Crashes at Two Air Shows Over the Weekend

Martinsburg, WV Air Show Crash, Photo Credit: Journal of Martinsburg-Ron Agnir

By now most people have heard about the tragic air show crashes this past weekend: one in Reno, Nevada and one in Martinsburg, West Virginia. With these latest accidents many are questioning the safety of air shows for both the pilots and spectators. Currently the National Transportation Safety Board (NTSB) is investigating both accidents to try to determine the respective causes.

The first accident involved a souped-up P-51 Mustang at the air show in Reno. The aircraft had been modified to perform as a racer, cutting 10 feet off of the original wingspan and nearly halving the span of the ailerons. According to the AP, even the pilot, Jimmy Leeward, was unsure of how it would perform.  During the flight, the aircraft pitched into the crowd killing nine people, including the pilot, and injuring dozens more. From initial photographs, it appears that an elevator trim tab broke off prior to the crash. The elevator trim tab assists in controlling the aircraft pitching and could hold clues into what went wrong during the flight. According to the AP, “Leeward is the 20th pilot to die at the air races since they began 47 years ago, but Friday’s crash was the first in which spectators were killed.”

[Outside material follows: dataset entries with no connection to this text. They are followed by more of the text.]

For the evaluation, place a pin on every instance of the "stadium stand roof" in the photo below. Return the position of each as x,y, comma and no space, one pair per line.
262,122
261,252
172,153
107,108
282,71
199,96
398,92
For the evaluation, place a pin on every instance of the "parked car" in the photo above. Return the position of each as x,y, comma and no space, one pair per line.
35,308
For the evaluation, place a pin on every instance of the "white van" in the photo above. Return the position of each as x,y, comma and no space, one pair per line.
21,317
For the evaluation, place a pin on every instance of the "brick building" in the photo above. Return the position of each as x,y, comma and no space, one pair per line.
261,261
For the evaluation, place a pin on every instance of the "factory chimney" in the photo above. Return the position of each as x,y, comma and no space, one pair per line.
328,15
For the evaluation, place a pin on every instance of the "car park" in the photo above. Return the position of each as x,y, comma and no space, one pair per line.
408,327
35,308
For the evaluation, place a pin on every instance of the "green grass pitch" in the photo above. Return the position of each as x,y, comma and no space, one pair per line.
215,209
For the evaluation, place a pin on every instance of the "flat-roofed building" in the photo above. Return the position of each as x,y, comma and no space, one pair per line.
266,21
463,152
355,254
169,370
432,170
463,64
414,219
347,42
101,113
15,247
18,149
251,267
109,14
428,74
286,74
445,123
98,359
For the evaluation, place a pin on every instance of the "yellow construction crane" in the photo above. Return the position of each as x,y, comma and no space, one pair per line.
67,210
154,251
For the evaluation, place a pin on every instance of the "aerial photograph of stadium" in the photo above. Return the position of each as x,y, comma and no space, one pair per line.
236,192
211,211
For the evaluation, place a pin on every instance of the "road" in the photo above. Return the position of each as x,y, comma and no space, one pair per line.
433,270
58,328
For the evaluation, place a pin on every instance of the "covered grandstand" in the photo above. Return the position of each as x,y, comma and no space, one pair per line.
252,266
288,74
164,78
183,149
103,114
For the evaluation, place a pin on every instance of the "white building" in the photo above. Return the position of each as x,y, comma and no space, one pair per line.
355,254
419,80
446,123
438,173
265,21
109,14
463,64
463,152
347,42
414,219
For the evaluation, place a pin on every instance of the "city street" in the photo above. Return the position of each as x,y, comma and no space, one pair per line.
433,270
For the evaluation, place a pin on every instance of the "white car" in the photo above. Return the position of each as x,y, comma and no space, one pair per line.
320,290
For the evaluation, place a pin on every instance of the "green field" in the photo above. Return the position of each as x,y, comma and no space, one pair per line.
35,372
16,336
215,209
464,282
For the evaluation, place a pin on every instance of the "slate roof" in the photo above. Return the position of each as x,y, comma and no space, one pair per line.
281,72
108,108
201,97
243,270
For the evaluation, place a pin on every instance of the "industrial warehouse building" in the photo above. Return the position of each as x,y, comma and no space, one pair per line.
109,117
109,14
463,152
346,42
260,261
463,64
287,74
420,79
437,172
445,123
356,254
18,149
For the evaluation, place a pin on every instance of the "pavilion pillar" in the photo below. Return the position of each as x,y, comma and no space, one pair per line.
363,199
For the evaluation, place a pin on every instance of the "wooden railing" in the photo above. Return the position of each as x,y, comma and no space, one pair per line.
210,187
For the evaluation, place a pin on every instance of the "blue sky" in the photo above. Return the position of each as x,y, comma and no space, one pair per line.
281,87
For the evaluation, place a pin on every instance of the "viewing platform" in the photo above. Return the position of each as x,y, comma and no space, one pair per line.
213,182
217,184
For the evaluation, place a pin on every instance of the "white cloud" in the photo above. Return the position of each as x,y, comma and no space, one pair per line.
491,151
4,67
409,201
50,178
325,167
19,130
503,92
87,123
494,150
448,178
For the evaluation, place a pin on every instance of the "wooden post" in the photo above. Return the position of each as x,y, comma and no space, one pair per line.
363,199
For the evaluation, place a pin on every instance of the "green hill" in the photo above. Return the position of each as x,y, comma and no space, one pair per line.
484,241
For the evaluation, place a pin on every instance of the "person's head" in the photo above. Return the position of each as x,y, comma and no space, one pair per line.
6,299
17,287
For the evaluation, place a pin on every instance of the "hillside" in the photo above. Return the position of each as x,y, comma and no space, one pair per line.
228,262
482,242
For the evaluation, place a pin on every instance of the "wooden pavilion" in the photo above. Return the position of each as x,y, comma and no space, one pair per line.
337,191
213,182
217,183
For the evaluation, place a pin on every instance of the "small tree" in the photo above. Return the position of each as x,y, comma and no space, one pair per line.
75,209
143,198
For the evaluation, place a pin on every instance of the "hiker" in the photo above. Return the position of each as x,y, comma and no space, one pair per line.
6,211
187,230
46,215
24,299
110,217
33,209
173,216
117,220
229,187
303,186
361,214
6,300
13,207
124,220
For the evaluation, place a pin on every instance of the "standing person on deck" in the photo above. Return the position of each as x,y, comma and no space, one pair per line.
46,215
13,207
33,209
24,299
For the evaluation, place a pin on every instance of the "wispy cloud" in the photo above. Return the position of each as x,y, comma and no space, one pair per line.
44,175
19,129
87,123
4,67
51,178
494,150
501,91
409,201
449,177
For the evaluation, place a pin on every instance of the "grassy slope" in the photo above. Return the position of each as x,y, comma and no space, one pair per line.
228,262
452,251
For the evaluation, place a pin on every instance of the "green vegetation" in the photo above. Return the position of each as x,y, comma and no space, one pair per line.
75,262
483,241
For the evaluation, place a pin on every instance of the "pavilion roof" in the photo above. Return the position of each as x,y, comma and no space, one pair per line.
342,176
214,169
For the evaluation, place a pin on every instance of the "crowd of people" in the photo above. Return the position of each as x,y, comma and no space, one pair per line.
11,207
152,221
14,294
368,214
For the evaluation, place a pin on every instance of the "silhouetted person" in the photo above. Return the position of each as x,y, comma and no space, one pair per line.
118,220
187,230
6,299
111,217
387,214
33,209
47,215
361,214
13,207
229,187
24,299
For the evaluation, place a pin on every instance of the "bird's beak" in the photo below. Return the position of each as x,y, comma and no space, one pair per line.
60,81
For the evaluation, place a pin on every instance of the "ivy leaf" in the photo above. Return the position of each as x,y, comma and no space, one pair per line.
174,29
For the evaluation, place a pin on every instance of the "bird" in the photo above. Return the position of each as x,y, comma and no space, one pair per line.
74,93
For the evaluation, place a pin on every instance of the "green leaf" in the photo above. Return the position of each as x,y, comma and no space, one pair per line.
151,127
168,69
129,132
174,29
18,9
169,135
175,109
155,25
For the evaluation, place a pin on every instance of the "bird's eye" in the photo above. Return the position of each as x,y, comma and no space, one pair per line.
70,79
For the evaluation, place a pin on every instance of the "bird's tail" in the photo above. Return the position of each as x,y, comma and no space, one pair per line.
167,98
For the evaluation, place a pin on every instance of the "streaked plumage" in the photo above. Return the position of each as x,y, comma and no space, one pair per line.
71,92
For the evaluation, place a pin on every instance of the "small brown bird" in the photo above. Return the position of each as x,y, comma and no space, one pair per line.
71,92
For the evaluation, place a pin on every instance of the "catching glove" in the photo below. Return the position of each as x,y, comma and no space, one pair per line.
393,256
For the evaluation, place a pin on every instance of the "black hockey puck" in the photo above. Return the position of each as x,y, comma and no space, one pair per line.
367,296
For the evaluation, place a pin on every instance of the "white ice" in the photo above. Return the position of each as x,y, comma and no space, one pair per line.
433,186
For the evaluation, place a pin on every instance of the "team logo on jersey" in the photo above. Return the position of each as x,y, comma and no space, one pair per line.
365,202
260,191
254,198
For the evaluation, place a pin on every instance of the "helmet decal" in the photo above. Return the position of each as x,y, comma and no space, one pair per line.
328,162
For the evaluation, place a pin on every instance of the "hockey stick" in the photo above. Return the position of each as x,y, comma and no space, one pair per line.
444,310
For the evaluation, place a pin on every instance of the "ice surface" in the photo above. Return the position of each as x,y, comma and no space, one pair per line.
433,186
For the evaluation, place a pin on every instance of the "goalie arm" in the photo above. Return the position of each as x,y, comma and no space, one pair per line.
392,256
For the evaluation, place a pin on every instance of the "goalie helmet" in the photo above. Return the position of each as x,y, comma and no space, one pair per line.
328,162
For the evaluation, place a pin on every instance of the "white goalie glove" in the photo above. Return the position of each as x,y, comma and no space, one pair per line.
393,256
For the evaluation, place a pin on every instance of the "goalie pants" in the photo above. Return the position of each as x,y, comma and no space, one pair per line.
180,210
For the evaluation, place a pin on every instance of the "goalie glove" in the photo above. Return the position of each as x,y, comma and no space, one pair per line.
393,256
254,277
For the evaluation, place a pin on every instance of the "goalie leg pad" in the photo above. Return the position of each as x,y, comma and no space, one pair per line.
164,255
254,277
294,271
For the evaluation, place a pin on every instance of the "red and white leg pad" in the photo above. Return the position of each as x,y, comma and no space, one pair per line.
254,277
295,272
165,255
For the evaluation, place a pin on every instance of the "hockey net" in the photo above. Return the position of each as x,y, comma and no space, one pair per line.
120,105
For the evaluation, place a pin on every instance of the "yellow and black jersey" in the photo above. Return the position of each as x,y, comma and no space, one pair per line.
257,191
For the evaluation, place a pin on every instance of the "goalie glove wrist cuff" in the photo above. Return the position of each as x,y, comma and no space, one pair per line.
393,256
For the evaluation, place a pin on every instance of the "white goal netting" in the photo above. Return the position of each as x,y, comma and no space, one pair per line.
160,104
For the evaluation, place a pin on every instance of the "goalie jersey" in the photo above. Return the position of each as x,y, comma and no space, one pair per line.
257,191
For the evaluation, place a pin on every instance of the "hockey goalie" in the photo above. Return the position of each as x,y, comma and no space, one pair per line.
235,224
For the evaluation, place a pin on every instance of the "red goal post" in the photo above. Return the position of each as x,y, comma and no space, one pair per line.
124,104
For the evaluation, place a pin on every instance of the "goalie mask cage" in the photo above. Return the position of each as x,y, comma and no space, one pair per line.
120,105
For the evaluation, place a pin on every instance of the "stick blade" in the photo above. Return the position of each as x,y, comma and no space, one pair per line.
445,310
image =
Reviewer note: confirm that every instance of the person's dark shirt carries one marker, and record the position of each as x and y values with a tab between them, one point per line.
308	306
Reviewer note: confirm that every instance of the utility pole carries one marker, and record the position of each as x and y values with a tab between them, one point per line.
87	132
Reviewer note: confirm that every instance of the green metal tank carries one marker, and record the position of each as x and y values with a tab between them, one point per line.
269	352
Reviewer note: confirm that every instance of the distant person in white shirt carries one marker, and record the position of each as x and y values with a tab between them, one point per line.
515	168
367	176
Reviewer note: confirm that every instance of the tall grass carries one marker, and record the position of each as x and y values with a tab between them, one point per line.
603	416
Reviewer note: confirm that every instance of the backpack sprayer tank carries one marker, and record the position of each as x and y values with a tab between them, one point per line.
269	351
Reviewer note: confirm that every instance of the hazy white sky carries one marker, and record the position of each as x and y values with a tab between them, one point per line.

The second accident involved a fixed-wing, single-engine T-28 that was built in 1958. The accident occurred during Martinburg, West Virginia’s Thunder over the Blue Ridge air show, and the aircraft was a part of the T-28 Warbird Aerobatic Formation Demonstration Team. The aircraft had flown past another aircraft and there was no contact between the two; however, the one aircraft immediately plummeted to the runway killing the pilot.

Were these accidents preventable? Is there a need to end air shows due to the dangers and risks associated with them for both the pilots and the spectators? Should there be more strict regulations on the types of modifications and maneuvers these pilots can perform? These are just some of the questions that have been surfacing following the tragic accidents this weekend. An initial report from the NTSB is expected by the end of this week with preliminary information regarding the crash in Reno.